LOST IN TRANSMISSION
LOST IN TRANSMISSION
I
The Lambes were very rich.
This was all the nicer for Mrs. Lambe, because once upon a time, not so very long ago, when she was still Maude Gunning, she had been poor. From the time she was eighteen to the time she was thirty, she had taught music at the girls’ school in Carlorossa Road. She had gone to and from her work four days a week all through term time by tram. Fortunately, the tram took her almost from door to door. She was a bad walker, owing to corns.
During the school holidays Maude had always tried to find private pupils, and as she and her father and mother were well known in the big manufacturing town and its suburbs, and her successes at the L.R.C.M. examinations were a subject of local pride, she had generally succeeded.

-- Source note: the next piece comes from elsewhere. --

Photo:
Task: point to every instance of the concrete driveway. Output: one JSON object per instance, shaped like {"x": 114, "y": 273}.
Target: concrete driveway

And it was odd to think, as Mrs. Lambe quite often did think, that most of the large, comfortable, expensive houses to which she had gone—with a very keen appreciation, on autumn and winter afternoons, of the big fire blazing in the pupil’s schoolroom or dining-room, as the case might be—to think that these houses, for the most part, were less large, comfortable, and expensive than the one of which she was now the mistress.
Edgar Lambe, when he first met Miss Maude Gunning at a tea-party, was already a wealthy man, although not as rich as the demand for houses that sprang up during the war afterwards made him.
At the party, Maude played the piano, and played it very well. Mr. Lambe, who was naturally musical, asked to be introduced to her. He had never married, although he was forty years old, and he had recently made up his mind to look for a wife. Maude attracted him, although she was neither pretty nor very young.
Three months after their first meeting they were married.